Principle:Roboflow Rf detr Model Size Selection
| Knowledge Sources | |
|---|---|
| Domains | Object_Detection, Model_Architecture |
| Last Updated | 2026-02-08 15:00 GMT |
Overview
A design principle for selecting the appropriate model size variant to balance accuracy, speed, and resource constraints in object detection tasks.
Description
Model size selection involves choosing from a family of architecturally similar models that differ in computational complexity and detection performance. In the RF-DETR family, model variants range from Nano (fastest, least accurate) to Large (most accurate, highest compute). Each variant uses the same DINOv2-based backbone with a lightweight DETR decoder but varies in input resolution, number of decoder layers, and patch size.

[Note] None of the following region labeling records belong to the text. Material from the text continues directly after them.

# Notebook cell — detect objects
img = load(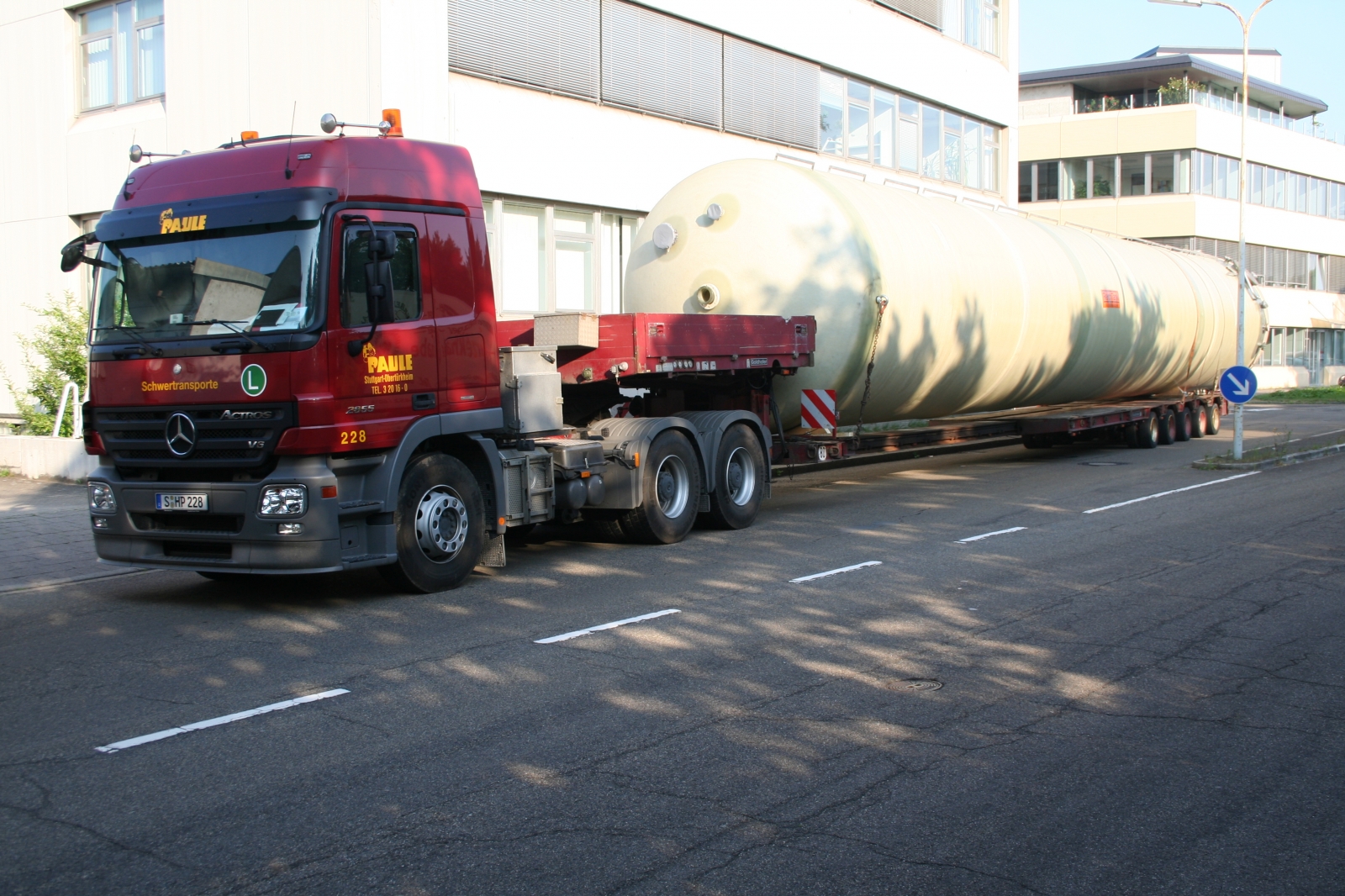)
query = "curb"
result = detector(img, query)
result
[1192,443,1345,470]
[0,567,159,594]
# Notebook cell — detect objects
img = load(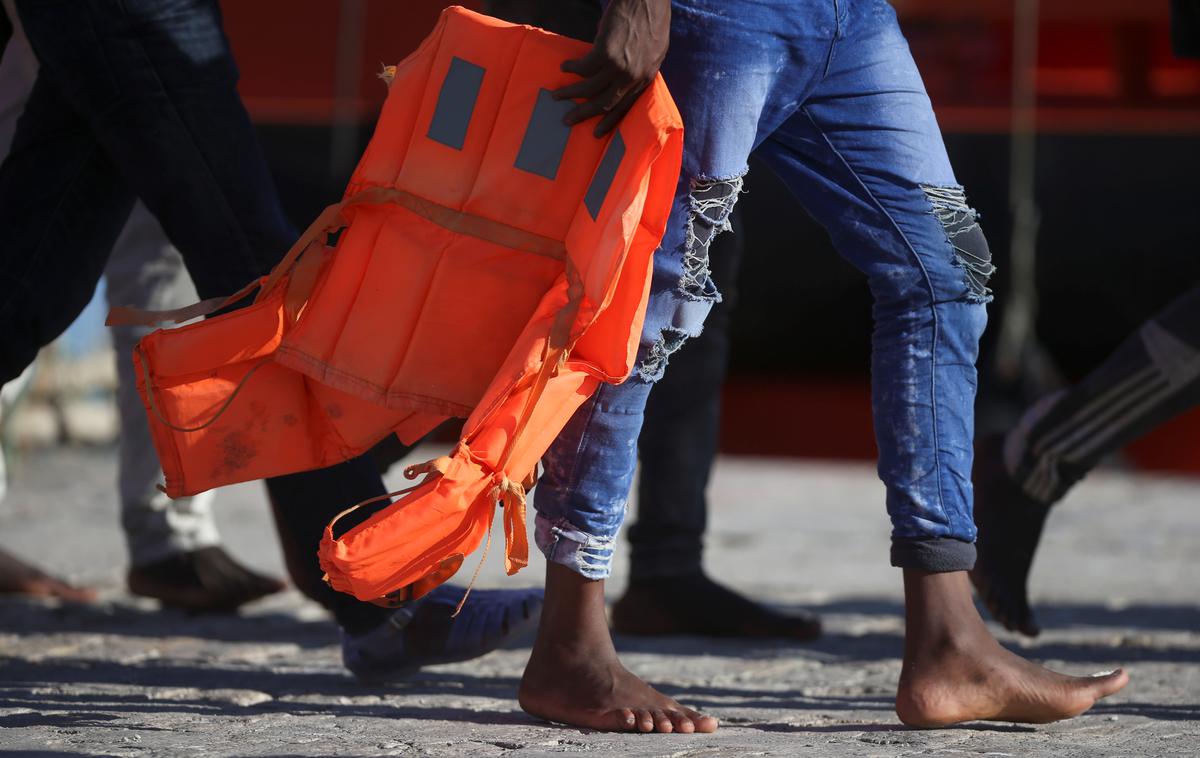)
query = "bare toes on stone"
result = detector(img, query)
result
[668,710,696,734]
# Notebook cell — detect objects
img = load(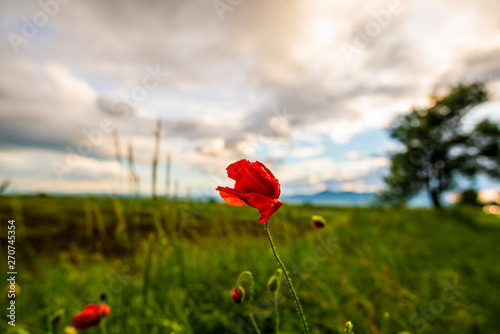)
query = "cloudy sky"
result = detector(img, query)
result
[0,0,500,195]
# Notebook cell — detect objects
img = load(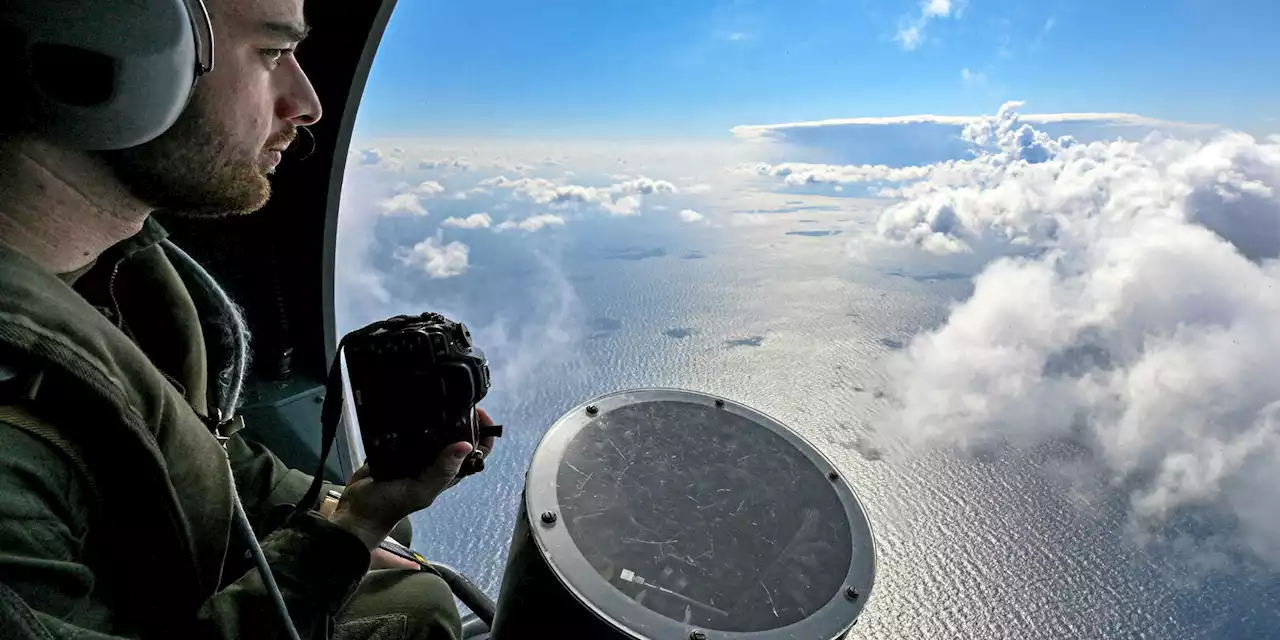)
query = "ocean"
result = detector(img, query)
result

The key trade-off axes are:
- Input resolution: Higher resolution captures finer details but increases compute quadratically
- Decoder depth: More layers improve detection quality but add latency
- Backbone configuration: Window size and feature extraction layers affect the quality-speed balance
Usage
Use this principle when deploying an object detection system and you need to choose between detection accuracy and inference speed. Consider Nano/Small for edge deployment or real-time applications. Choose Base/Medium for balanced performance. Use Large when accuracy is paramount and compute resources are available.
Theoretical Basis
Model scaling follows the observation that detection performance improves with increased model capacity, but with diminishing returns. The RF-DETR family scales along three dimensions:
- Resolution scaling: Input sizes range from 384px (Nano) to 704px (Large)
- Depth scaling: Decoder layers range from 2 (Nano) to 4 (Large)
- Width scaling: Hidden dimensions remain constant at 256, but attention heads vary
Each variant uses a Pydantic configuration class that encapsulates all architecture parameters, ensuring consistent and validated model construction.